Accurate Input Detection

Incoming source signals can vary widely in signal format and resolution. Quick, accurate input detection and configuration of input sources is ideal. Slow auto-detection can produce blank windows that are presented for an undesirable length of time when switching between window layouts or input sources. Inaccurate input signal detection can result in images shifted horizontally or vertically, displayed at the wrong aspect ratio, or presented with other visual distortions and artifacts. Manual programming to correct these issues for each input can add weeks of programming that could have otherwise been avoided if quick and accurate input detection was supported.
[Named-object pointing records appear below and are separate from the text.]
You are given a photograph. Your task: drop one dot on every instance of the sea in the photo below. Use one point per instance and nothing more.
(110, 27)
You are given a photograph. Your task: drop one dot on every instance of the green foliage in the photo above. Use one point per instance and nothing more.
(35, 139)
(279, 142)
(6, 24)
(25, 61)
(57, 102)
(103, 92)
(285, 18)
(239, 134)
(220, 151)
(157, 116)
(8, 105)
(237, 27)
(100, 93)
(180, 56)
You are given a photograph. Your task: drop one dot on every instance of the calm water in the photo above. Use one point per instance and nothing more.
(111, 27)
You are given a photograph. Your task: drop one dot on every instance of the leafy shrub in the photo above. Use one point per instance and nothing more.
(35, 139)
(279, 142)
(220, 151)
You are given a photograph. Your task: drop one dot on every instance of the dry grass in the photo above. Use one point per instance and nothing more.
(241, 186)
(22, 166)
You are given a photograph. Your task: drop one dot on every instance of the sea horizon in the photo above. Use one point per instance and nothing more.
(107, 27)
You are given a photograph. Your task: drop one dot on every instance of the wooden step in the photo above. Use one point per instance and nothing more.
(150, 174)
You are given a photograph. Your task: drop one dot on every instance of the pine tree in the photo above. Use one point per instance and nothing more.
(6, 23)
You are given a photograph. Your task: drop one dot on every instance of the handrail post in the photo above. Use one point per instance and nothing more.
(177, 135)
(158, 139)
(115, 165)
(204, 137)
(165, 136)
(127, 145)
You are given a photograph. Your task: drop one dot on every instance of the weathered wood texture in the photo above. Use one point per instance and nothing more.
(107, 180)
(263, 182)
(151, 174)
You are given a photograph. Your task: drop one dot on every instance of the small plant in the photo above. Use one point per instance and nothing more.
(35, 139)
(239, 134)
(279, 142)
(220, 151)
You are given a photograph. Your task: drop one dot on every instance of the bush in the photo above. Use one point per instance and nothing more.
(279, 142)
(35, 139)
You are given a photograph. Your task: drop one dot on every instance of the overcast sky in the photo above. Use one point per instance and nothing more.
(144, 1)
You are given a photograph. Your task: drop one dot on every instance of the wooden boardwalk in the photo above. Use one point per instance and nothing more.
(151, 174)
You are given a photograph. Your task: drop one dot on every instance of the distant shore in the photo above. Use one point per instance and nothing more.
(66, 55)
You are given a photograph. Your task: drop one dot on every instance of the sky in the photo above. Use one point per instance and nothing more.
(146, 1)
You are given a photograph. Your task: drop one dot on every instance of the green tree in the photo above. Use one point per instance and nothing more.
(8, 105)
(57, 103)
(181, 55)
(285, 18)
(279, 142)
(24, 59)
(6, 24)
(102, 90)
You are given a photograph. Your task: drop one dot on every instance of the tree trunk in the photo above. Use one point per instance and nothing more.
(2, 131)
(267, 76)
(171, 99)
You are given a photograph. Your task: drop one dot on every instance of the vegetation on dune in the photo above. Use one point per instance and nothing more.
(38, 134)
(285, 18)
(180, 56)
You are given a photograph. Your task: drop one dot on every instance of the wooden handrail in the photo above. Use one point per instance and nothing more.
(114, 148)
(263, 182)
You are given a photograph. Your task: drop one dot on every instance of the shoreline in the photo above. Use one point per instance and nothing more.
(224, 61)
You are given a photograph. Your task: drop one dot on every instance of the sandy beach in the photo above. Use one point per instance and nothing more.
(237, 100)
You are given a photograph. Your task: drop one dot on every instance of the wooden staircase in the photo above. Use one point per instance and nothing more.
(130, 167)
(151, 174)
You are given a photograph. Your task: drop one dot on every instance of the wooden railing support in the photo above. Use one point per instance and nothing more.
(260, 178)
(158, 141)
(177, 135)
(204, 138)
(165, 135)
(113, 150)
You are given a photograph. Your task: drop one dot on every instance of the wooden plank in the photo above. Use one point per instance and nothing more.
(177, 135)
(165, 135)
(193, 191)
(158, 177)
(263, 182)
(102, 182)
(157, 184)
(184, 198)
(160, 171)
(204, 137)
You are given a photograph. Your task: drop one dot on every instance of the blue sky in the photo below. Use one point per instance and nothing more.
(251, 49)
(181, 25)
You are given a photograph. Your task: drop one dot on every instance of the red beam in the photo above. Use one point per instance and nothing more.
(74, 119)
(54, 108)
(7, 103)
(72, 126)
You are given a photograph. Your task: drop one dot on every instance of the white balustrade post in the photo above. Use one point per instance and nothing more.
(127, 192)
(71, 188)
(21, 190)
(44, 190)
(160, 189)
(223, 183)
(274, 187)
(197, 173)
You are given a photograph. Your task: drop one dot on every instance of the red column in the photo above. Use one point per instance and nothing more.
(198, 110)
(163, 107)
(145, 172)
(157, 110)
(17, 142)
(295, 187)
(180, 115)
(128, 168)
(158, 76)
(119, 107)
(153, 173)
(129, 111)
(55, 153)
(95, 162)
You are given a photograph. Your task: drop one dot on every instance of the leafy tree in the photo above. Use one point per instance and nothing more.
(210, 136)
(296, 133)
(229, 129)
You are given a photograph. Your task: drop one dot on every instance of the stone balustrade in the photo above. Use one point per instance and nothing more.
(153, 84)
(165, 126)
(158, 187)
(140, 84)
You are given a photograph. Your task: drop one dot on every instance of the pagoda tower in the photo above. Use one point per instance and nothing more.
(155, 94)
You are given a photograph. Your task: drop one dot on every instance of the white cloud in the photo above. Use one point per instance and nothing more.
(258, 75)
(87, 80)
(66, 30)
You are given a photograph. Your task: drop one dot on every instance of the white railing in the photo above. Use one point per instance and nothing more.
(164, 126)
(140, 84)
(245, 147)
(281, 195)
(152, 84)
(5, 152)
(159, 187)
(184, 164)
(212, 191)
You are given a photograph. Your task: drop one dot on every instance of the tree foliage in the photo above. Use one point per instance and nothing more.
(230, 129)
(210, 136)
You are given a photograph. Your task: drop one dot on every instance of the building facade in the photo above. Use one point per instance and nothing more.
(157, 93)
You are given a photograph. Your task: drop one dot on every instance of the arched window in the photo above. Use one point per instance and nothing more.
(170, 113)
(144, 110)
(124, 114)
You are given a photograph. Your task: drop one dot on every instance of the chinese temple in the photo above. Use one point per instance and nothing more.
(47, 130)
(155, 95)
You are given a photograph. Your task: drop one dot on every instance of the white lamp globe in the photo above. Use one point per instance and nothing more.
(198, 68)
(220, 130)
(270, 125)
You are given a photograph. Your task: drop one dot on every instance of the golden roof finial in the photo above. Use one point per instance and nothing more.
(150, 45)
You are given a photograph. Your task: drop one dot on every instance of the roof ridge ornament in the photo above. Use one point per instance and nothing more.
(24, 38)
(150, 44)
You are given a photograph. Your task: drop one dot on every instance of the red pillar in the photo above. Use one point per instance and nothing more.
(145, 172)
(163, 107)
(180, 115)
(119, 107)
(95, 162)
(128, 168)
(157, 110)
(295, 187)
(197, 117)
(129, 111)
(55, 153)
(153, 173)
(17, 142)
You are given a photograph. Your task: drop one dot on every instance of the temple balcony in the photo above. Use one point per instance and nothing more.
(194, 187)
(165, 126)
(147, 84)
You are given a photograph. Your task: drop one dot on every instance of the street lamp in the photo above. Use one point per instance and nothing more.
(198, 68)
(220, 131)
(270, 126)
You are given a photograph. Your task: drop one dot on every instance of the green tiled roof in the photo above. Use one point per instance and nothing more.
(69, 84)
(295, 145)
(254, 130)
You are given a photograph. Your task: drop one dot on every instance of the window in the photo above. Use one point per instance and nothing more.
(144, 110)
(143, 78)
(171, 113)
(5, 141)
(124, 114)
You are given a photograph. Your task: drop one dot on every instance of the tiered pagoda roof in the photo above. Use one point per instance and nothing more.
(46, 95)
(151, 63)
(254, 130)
This capability also makes integration of new sources, or temporary sources such as guest laptops, simple and easy.

HDCP Support

High-bandwidth Digital Content Protection, or HDCP, is an encryption system widely used for content delivered by Blu-ray Disc players, satellite and cable TV receivers, and PCs. To properly display digital encrypted content, all devices in the signal chain must be HDCP-compliant. The increasing use of digital video sources has made HDCP compliance a growing requirement for videowall processors.

Multiple Output Resolutions

Some videowall processors can output multiple signal formats simultaneously. This is useful for systems that incorporate displays of various resolutions, such as a videowall comprised of large 1920×1080 projection cubes flanked by 1366×768 flat panels as auxiliary displays. However, processors limited to one output format should feed a signal at the native resolution of the videowall displays. For auxiliary displays, signals from the processor may be upscaled or downscaled to match their native resolutions.

Window Borders, Titles, and Clocks

A videowall processor’s ability to add colored borders and text to source windows can be a powerful feature in many applications. Colored borders can denote the status of the content in a command and control room, such as green for unclassified data and orange for top secret data. In a traffic monitoring environment, a red border can help highlight an accident, or colors can be used to indicate traffic levels. Overlay text can be used to provide information about the source, such as the location of a reporter, and the local time. Clocks displaying the time for different regions or time zones can be generated by many processors, allowing an integrator to streamline system designs by avoiding the need for external clocks or status displays.

Remote Control Protocol

Some applications may require a touchpanel controller, or use of a customized application for videowall control. In these systems, the videowall processor must support Ethernet or RS-232 remote control. The range of control options will vary from manufacturer to manufacturer, so it is important to make certain that all required control capabilities are supported. This topic is covered in detail in Videowall Processor Control.

Application Control

Videowalls in data-driven environments such as utilities and network centers often require the ability to manage applications presented on the videowall using a keyboard and mouse. This can be accommodated by installing and operating applications directly on some videowall processors, much like a PC. Other solutions integrate hardware or networked software switching systems to manage keyboard and mouse control directly on the source machines. Software solutions require compliance with operating systems and network security requirements, while hardware solutions require more cabling and control integration.

Preview Output

Some organizations require that a smaller presentation of the videowall be viewed elsewhere in a facility, on one or two screens, or be streamed to another location. This allows other staff to see an overview of the videowall, without requiring use of a large number of display devices. Some processors provide a preview output of the videowall within the control software, or automatically generate an output that can be connected to a display. Other processors allow preview layouts to be programmed and presented on additional outputs. This method requires that the videowall processor supports presentation of a single input on different displays and different window sizes, a feature not supported by all processors.